Depuis l'élection du candidat mauritanien Sidi Ould Tah à la présidence de la Banque africaine de développement (BAD), que n'a-t-on pas entendu ou lu ? Jamais une candidature sénégalaise à un poste régional ou international n'avait été l'objet d'une telle médiatisation.
Des journalistes ont parlé et continuent à parler de « défaite du Sénégal ». C'est comme si l'équipe nationale de football du Sénégal avait été éliminée à la Coupe d'Afrique des Nations par la Mauritanie. Alors que la compétition ici était entre cinq candidats. Certains qui n'arrivent pas à se départir de ce nombrilisme « Nous sommes les plus beaux, les plus gentils » ont du mal à digérer ce qu'ils considèrent comme une humiliation nationale. C'est aussi une aubaine pour la politique politicienne qui, ne s'embarrassant pas de réflexion, s'empresse de dénoncer une carence diplomatique du régime actuel.
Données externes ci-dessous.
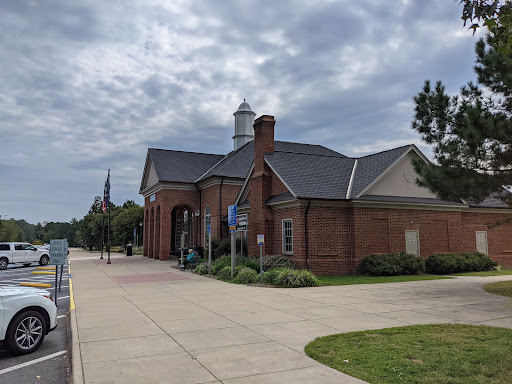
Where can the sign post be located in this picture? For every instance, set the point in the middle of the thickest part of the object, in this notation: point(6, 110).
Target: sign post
point(58, 254)
point(241, 226)
point(232, 230)
point(182, 245)
point(209, 229)
point(261, 243)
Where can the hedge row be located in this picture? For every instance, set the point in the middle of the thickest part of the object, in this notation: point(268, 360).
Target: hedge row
point(279, 271)
point(445, 263)
point(393, 264)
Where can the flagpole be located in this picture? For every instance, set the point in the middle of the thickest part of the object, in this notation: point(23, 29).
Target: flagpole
point(102, 232)
point(108, 225)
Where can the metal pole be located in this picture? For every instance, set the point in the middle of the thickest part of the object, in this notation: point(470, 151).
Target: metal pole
point(261, 264)
point(209, 253)
point(108, 231)
point(56, 274)
point(61, 271)
point(102, 234)
point(233, 254)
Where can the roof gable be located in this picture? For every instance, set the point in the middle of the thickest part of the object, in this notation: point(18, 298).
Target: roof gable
point(176, 166)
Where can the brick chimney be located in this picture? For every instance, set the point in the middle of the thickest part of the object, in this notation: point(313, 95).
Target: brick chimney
point(260, 218)
point(263, 140)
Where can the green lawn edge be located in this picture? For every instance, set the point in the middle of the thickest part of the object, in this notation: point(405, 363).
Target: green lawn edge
point(358, 279)
point(502, 288)
point(431, 354)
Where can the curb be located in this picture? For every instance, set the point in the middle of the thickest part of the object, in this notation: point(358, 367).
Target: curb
point(77, 376)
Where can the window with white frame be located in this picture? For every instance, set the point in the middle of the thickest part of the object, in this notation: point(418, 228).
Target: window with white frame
point(207, 222)
point(287, 236)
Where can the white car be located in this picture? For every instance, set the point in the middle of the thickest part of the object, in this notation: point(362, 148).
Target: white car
point(22, 253)
point(26, 316)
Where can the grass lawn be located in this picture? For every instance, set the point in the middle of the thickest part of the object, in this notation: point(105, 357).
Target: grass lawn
point(435, 353)
point(487, 273)
point(358, 279)
point(503, 288)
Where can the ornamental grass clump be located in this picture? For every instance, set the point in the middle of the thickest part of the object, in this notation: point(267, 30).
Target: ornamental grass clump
point(224, 273)
point(201, 269)
point(270, 277)
point(246, 276)
point(277, 261)
point(296, 278)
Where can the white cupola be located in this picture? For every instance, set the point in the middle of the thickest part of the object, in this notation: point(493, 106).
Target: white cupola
point(244, 125)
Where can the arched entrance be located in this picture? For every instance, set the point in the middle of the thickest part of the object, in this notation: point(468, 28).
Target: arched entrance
point(157, 234)
point(182, 218)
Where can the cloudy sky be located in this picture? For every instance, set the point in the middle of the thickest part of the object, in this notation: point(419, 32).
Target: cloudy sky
point(90, 85)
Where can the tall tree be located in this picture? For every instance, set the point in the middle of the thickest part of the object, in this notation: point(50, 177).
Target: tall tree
point(472, 132)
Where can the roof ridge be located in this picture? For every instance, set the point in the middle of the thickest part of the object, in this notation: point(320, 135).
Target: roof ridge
point(174, 150)
point(339, 156)
point(387, 150)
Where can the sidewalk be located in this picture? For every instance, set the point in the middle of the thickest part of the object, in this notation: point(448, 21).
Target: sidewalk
point(138, 320)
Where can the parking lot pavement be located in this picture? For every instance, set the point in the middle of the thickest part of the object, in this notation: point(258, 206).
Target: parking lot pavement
point(49, 363)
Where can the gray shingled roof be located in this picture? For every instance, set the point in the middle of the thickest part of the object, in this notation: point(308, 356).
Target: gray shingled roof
point(237, 163)
point(313, 176)
point(371, 166)
point(181, 167)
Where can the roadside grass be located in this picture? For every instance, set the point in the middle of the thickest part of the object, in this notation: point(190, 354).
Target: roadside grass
point(503, 288)
point(500, 272)
point(360, 279)
point(435, 353)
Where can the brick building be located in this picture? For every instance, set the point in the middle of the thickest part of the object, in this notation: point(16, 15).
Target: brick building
point(323, 209)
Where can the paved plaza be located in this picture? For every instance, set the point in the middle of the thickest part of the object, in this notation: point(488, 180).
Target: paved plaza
point(140, 320)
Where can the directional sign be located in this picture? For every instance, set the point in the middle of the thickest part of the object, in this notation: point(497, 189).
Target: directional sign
point(232, 215)
point(241, 222)
point(58, 251)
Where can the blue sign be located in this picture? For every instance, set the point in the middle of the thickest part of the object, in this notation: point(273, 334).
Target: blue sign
point(232, 215)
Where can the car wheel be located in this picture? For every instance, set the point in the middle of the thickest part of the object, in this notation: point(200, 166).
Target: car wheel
point(44, 260)
point(26, 332)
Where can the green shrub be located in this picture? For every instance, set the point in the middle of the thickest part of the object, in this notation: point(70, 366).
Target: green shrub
point(246, 276)
point(411, 264)
point(391, 264)
point(223, 247)
point(250, 262)
point(277, 261)
point(295, 278)
point(380, 265)
point(270, 277)
point(220, 263)
point(446, 263)
point(224, 273)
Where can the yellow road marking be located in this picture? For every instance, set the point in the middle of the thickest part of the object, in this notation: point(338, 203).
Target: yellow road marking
point(36, 285)
point(71, 299)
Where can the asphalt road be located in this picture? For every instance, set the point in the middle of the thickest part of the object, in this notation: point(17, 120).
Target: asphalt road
point(50, 363)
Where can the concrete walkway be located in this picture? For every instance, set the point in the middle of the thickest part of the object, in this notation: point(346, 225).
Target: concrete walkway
point(138, 320)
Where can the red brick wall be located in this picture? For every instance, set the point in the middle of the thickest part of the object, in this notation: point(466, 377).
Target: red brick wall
point(166, 199)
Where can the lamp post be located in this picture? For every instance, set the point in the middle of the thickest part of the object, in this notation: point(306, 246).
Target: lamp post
point(140, 234)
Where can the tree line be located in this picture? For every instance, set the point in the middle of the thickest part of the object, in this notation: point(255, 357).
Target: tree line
point(87, 232)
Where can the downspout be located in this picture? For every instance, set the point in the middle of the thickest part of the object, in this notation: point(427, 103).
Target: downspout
point(220, 207)
point(306, 237)
point(198, 235)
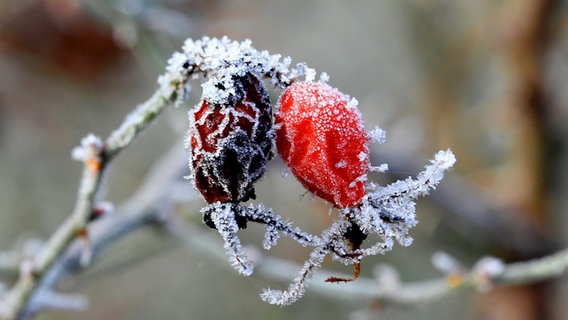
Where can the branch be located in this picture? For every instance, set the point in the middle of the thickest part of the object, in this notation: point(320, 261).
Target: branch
point(96, 157)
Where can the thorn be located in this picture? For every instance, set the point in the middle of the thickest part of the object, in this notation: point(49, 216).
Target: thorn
point(86, 250)
point(356, 273)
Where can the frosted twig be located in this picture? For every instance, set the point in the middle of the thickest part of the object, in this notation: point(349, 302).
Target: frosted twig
point(388, 212)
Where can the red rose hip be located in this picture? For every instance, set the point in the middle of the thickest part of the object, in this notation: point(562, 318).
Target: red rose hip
point(231, 143)
point(321, 137)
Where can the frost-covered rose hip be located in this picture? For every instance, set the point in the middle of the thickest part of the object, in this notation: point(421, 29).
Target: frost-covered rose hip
point(231, 143)
point(320, 136)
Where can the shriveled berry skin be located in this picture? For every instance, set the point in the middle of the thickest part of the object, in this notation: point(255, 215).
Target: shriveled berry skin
point(321, 137)
point(231, 143)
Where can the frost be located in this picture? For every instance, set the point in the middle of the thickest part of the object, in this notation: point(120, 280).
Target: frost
point(377, 135)
point(89, 149)
point(388, 212)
La faute à une diplomatie chaotique ?
Adji Diarra Mergane Kanouté, ancienne vice-présidente de l'Union Interparlementaire (UIP), dans une brillante contribution, sans s'en prendre au régime actuel a une seule explication : la diplomatie. Une série de déconvenues diplomatiques serait à l'origine d'une série de revers pour les candidats sénégalais. Elle cite son propre cas, lorsqu'en 2023 elle a échoué à devenir la présidente de l'UIP dont elle était la vice-présidente. Elle évoque aussi d'autres cas.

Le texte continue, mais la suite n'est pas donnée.